Imani Breakthrough is a culturally informed approach based on a partnership of Yale University Department of Psychiatry clinicians with Black and Latinx churches. The Imani framework includes the citizenship model, based on the 5Rs—rights, roles, responsibilities, resources, and relationships—necessary to establish recovery from substances, while also addressing SDOH and emphasizing how spirituality can be a central aspect of recovery. Peer recovery coaches and spiritual facilitators work with participants to enhance dimensions of wellness identified by the Substance Abuse and Mental Health Services Administration. Imani increases referral rates for addiction treatment.24

Housing and Harm-Reduction Support

Atira Women’s Resource Society of British Columbia offers housing with substance treatment, round-the-clock childcare services, educational enrichment, and parenting support for women regardless of their drug use status. Atira has arranged with child protective authorities to allow women to keep custody of their children without requiring abstinence from drugs. This breaks the cycle of state-sponsored child removal in which generations of poor and First Nations children have been separated from their parents because of substance use, thereby elevating their own risk of substance use and of losing custody of their children. Atira also runs women-only syringe exchange and medically supervised safe consumption sites (https://atira.bc.ca/who-we-are), 40 housing programs, two community daycares, and several support programs (https://www.housingpartnership.ca/atira).

Housing First

Housing First provides immediate housing with supports and case management, without requiring SUD treatment. The US Substance Abuse and Mental Health Services Administration and Housing and Urban Development recognize it as a best practice. Individuals served by Housing First are more likely to continue medications for opioid use disorder for at least three years and are less likely to use substances nonmedically than are those required to have treatment as a condition of housing (https://www.pathwayshousingfirst.org).

CONCLUSIONS

Clinicians can use their symbolic capital to advocate policies that address SDOH and collaborate with community organizations and nonhealth sectors to identify and act on institutional barriers to their patients’ health, such as through a structural competency approach.25

Health systems must engage communities, destigmatize SUD, and link to social services with locally controlled, adaptable funds akin to the Ryan White CARE Act to build community-based infrastructure: accessible, trusted services including in cultural, faith-based, and harm-reduction organizations as well as local businesses such as pharmacies.

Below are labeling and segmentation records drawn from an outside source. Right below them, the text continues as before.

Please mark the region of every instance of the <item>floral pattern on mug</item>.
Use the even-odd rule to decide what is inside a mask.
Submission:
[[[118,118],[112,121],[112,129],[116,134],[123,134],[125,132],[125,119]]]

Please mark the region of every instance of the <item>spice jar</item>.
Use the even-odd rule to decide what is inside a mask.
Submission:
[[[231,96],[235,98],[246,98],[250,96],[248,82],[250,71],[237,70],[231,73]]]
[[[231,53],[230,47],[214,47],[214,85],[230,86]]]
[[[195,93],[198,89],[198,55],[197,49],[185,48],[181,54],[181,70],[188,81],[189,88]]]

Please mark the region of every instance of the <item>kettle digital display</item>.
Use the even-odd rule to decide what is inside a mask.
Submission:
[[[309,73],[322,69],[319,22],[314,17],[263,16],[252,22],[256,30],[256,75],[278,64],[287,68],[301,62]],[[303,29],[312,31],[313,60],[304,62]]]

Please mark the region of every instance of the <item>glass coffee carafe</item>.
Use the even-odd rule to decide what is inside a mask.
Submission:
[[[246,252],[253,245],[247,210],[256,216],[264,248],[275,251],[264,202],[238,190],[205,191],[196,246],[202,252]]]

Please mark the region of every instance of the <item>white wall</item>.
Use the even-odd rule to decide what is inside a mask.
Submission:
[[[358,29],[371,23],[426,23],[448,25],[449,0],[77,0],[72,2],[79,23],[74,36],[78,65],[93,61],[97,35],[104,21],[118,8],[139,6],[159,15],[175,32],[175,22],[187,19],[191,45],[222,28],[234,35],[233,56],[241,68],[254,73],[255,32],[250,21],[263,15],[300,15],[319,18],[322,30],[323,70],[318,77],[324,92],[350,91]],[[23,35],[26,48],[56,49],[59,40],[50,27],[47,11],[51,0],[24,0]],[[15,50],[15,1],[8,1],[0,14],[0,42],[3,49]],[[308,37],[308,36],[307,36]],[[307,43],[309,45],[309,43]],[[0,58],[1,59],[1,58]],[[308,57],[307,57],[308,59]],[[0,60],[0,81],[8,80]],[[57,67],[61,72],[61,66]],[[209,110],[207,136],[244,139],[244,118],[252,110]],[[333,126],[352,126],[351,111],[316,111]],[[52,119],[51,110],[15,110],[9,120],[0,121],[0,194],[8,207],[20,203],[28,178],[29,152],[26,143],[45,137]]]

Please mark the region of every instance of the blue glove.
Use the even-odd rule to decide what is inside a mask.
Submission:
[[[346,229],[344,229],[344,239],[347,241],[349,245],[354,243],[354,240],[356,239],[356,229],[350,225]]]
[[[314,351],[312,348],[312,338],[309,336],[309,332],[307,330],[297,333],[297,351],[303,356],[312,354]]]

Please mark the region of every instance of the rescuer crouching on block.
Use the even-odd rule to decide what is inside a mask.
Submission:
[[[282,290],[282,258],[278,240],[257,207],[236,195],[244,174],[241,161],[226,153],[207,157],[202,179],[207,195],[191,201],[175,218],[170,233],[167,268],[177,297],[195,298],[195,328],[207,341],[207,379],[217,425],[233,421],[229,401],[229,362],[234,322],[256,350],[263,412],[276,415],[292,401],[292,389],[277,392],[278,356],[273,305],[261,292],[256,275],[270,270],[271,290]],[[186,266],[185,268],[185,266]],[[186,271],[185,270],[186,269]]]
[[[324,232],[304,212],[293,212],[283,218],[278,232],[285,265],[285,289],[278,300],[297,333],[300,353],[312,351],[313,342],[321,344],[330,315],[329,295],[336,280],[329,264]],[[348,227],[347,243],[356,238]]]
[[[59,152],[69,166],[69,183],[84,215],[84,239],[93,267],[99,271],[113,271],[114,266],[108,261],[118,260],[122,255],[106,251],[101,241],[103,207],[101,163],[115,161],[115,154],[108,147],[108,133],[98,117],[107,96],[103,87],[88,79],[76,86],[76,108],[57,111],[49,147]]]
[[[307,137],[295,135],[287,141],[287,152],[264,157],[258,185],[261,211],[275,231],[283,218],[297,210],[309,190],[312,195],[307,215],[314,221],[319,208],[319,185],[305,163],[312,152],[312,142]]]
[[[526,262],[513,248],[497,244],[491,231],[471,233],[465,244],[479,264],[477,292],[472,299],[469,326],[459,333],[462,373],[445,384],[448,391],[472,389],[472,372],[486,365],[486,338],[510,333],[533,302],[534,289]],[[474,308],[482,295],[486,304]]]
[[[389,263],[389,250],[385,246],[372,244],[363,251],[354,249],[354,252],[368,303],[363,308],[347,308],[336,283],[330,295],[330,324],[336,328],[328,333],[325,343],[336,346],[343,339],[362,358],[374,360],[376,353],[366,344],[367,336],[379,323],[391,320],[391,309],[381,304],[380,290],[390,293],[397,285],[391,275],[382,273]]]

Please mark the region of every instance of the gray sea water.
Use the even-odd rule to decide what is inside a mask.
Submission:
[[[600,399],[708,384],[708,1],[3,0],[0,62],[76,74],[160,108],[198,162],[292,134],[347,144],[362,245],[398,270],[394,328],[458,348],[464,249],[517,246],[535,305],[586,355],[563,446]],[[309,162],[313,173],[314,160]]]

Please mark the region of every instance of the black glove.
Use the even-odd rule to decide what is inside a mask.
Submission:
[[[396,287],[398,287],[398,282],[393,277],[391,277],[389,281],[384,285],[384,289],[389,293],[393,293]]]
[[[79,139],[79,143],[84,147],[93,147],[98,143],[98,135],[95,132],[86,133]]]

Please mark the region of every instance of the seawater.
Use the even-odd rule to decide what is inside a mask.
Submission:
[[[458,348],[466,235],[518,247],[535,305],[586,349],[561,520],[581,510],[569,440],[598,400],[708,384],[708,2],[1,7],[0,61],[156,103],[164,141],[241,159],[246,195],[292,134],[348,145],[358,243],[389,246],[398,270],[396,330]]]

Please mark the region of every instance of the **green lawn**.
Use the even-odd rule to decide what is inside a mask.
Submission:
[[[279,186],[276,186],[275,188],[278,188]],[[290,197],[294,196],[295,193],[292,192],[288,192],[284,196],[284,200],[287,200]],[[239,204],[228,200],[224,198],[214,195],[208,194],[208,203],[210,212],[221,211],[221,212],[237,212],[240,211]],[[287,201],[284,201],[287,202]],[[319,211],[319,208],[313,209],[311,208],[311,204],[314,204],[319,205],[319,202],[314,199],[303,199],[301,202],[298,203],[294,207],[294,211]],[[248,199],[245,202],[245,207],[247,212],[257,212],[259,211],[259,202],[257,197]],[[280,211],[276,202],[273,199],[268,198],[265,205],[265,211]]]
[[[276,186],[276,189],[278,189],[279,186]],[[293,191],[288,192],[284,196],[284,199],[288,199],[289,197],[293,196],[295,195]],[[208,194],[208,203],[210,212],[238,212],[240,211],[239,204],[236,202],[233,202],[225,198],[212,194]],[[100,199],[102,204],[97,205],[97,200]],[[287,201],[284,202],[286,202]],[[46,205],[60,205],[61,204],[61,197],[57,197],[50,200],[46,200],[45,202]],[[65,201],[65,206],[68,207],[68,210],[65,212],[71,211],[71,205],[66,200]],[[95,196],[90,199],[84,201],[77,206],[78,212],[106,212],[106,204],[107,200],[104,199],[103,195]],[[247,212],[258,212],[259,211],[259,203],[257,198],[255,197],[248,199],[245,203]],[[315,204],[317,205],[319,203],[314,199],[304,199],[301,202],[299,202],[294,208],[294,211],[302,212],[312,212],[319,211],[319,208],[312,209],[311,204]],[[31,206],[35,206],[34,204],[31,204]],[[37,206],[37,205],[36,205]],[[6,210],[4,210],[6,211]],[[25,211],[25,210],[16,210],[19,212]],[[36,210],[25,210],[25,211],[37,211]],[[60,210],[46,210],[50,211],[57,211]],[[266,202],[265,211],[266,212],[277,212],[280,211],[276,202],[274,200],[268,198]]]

Only by addressing SDOH can health care systems stem overdose-related deaths and comorbidities, including COVID-19.

ACKNOWLEDGMENTS

The authors wish to thank the National Academy of Medicine Opioid Collaborative and its officers Aisha Salman and Elizabeth Finkelman for making this editorial possible. The authors received in-kind administrative, editorial, and communications support from the National Academy of Medicine, although the opinions expressed are solely those of the authors.

CONFLICTS OF INTEREST

The authors have no conflicts of interest to declare.